Using what the fuzz to generate Tenet traces for manual root cause analysis

There is a bit of a learning curve to Tenet’s navigation (okay, maybe a learning cliff) but once you become familiar with its ebbs and flows it can take only minutes to root cause crashes in unknown code.

As a working example, we will take a look at crash-EXCEPTION_ACCESS_VIOLATION_EXECUTE-0x7676767.trace :

In Tenet, blue highlights are memory writes while yellow are memory reads

This trace ends with a crash and RIP set to 0x7676767. Very quickly we can see that this fuzzer generated testcase caused some type of stack-based buffer overflow. With Tenet we can literally scroll between memory read/writes made to the corrupted return address, or back and forth across breakpoints to observe the loop responsible for the overflow.

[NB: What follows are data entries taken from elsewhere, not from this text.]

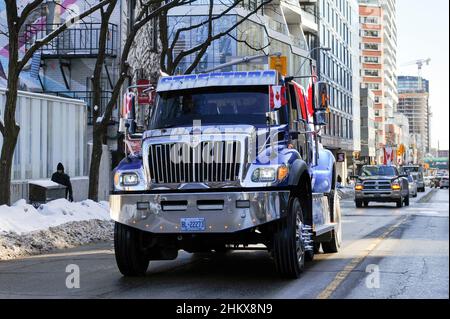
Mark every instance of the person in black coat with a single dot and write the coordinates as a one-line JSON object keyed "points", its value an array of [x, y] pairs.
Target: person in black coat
{"points": [[61, 178]]}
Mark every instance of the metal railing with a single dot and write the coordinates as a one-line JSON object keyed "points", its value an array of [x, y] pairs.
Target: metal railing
{"points": [[87, 97], [79, 40]]}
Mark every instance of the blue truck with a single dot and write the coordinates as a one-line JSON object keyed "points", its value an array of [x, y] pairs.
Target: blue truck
{"points": [[228, 160]]}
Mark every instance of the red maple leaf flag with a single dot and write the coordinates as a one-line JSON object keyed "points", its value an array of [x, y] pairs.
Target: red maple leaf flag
{"points": [[277, 96]]}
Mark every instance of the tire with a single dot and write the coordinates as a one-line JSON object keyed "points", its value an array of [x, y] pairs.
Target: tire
{"points": [[316, 248], [400, 203], [333, 246], [288, 246], [130, 259], [407, 201]]}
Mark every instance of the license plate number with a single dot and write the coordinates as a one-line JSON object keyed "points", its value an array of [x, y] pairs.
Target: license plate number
{"points": [[192, 224]]}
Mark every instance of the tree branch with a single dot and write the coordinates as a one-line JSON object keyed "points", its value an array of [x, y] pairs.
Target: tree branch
{"points": [[126, 50], [209, 40], [198, 25]]}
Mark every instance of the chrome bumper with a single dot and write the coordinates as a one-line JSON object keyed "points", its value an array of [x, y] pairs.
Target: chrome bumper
{"points": [[219, 210], [378, 194]]}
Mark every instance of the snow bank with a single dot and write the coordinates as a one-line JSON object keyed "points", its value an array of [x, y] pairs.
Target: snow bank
{"points": [[59, 224], [69, 235], [22, 218]]}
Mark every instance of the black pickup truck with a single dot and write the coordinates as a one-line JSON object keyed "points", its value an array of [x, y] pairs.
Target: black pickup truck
{"points": [[381, 184]]}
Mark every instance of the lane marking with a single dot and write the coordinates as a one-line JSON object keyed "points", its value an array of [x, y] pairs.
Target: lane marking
{"points": [[70, 254], [343, 274]]}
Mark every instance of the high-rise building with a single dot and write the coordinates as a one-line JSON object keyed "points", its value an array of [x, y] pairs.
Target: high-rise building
{"points": [[338, 64], [368, 132], [413, 102], [279, 27], [378, 61]]}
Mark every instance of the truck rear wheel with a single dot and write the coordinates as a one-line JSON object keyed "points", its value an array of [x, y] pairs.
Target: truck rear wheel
{"points": [[288, 245], [333, 246], [130, 258]]}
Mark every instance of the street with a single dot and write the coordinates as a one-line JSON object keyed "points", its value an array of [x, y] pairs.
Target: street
{"points": [[387, 253]]}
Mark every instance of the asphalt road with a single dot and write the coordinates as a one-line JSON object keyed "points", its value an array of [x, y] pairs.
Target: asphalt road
{"points": [[387, 253]]}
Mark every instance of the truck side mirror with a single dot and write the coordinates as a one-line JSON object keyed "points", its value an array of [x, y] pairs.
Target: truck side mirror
{"points": [[321, 105]]}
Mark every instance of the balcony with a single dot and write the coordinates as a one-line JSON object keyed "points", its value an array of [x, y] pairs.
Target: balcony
{"points": [[79, 41], [87, 96]]}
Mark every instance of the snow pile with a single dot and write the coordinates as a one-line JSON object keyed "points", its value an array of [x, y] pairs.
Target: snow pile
{"points": [[25, 230], [69, 235], [22, 217], [346, 192]]}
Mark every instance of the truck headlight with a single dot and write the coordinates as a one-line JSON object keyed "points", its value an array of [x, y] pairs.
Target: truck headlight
{"points": [[129, 179], [270, 174]]}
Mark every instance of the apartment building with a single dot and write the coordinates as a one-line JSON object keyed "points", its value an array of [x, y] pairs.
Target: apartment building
{"points": [[378, 61], [414, 104]]}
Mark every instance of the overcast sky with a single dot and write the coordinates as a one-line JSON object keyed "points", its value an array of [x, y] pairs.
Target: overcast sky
{"points": [[423, 32]]}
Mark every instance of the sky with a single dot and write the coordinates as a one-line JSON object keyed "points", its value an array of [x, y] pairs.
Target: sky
{"points": [[423, 32]]}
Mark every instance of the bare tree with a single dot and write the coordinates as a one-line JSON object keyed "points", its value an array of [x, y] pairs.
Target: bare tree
{"points": [[8, 127], [171, 60], [148, 10]]}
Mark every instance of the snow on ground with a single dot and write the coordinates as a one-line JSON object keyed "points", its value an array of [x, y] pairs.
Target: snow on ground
{"points": [[25, 230]]}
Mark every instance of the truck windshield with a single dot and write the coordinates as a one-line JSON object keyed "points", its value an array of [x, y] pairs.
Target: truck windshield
{"points": [[214, 105], [378, 171]]}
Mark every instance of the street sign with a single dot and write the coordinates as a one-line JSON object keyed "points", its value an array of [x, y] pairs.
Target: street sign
{"points": [[279, 63]]}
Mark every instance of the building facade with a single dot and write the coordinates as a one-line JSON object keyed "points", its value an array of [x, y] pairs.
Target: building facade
{"points": [[379, 62], [339, 66], [414, 104], [64, 66], [278, 27], [368, 131]]}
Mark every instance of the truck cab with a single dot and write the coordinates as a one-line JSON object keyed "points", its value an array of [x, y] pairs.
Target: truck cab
{"points": [[229, 160]]}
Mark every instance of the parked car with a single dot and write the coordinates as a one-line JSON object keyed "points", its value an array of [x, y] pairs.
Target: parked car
{"points": [[412, 186], [381, 184], [444, 182]]}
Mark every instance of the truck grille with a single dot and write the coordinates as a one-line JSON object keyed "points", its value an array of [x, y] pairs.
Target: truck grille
{"points": [[377, 185], [206, 162]]}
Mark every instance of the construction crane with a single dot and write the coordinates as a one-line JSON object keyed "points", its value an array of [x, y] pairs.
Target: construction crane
{"points": [[420, 63]]}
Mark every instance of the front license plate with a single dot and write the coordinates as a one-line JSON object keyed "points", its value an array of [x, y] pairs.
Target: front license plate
{"points": [[192, 224]]}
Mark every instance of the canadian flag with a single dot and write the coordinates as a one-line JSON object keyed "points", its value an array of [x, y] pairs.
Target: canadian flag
{"points": [[388, 156], [277, 96], [311, 93]]}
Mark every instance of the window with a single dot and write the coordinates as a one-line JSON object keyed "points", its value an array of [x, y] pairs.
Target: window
{"points": [[371, 46], [371, 72], [371, 33], [371, 59], [369, 20]]}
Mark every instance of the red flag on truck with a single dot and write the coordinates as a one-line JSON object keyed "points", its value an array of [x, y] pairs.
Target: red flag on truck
{"points": [[277, 95]]}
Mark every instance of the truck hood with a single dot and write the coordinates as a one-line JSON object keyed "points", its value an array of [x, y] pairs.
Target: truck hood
{"points": [[204, 129], [377, 178]]}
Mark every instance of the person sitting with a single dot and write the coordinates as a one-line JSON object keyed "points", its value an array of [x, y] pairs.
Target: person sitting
{"points": [[61, 178]]}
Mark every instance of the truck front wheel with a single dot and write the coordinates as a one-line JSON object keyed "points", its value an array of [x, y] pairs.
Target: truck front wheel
{"points": [[288, 242], [130, 258]]}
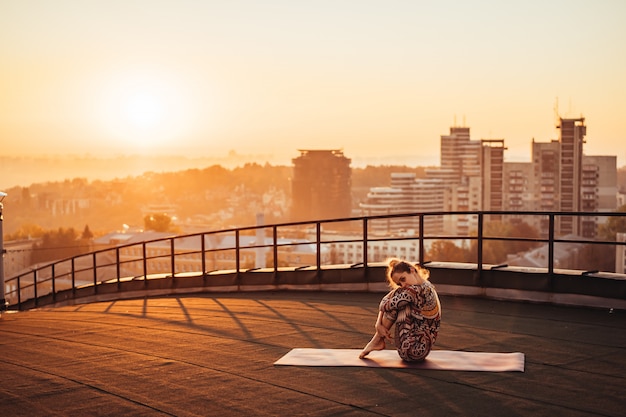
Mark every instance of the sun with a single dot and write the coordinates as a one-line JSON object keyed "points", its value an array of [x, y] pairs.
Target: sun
{"points": [[144, 111]]}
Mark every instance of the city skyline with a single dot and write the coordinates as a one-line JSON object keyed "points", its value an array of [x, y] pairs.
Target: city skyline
{"points": [[380, 82]]}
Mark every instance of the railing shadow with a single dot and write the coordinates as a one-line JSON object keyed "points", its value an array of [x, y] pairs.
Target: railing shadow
{"points": [[252, 257]]}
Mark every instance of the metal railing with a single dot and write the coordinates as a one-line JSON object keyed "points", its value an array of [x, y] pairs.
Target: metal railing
{"points": [[313, 244]]}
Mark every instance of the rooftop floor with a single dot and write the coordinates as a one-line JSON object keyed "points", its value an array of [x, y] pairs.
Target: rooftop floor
{"points": [[213, 354]]}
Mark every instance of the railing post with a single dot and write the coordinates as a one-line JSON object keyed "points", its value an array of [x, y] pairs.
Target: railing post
{"points": [[203, 253], [237, 262], [365, 238], [19, 292], [73, 275], [551, 245], [172, 257], [145, 263], [366, 270], [274, 248], [318, 247], [421, 241], [54, 292], [117, 267], [479, 251], [95, 272]]}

Cleaning up the decompilation as it pertains to this bug, we are left with the following:

A lack of bounds checking allows the loop to write past the end of id_array

While handling this network message related to the game’s microtransactions, it will read an 8bit value num_ids out of the message (a bit buffer). It uses this value to determine how many 16bit ‘ids’ to read out of the message, storing them in the stack-based array id_array.

Since id_array only has 16 slots, the 8bit length value num_ids must not be greater than 16 or the code will continue writing arbitrary 16bit values past the end of the array. As all of this is remotely-originating data (i.e. attacker controllable) and no stack-cookies in sight, this is considered a critical vulnerability.

Tuning The Fuzzer

Having root-caused one vulnerability, we can now modify the fuzzer to precisely detect this malformed state of execution and ignore it in real-time. In this case, we want to kill execution if the 8bit num_ids parsed from the message is greater than 16.

Looking back at the assembly for the vulnerable code, we can see that the num_ids value should be in r14 at instruction 0x140244C1B just after it is parsed from the message bit buffer:

A suitable location to perform additional bounds checking against r14 (num_ids)

In the fuzzer, we can add logic to the Init(...) interface we implemented earlier to detect and ignore testcases that will explicitly meet the conditions to write past the end of the stack-based array:

bool Init(const Options_t &Opts, const CpuState_t &CpuState) {

  // stop execution if we reach the ret instruction in ParseMessages(...)
  if (!g_Backend->SetBreakpoint(Gva_t(0x1401F66C5), [](Backend_t *Backend) { 
          DebugPrint("Reached function end\n");
    return false;
  // stop execution if the testcase will trigger the MTX stack smash
  if (!g_Backend->SetBreakpoint(Gva_t(0x140244C1B), [](Backend_t *Backend) {
        if (Backend->R14() > 16) {
          DebugPrint("Ignoring MTX vuln\n");
    return false;

  // ...

This will prevent the bug from producing unnecessary ‘noise’ (crashes derived from the same bug) while enabling the fuzzer to spend time on more interesting testcases. If we rebuild what the fuzz and resume fuzzing, we should no longer experience crashes from this issue.


In this post, we demonstrated how to harness and fuzz the packet parsing code of a contemporary PC game using what the fuzz, a new open source snapshot-based fuzzer for Windows software. Over the course of three hours, the fuzzer discovered several unique crashes with concerning levels of severity.

By extending the snapshot-based fuzzer to generate Tenet traces, we performed root cause analysis on just one of the crashes, confirming its impact as a critical remote code execution vulnerability in the game client.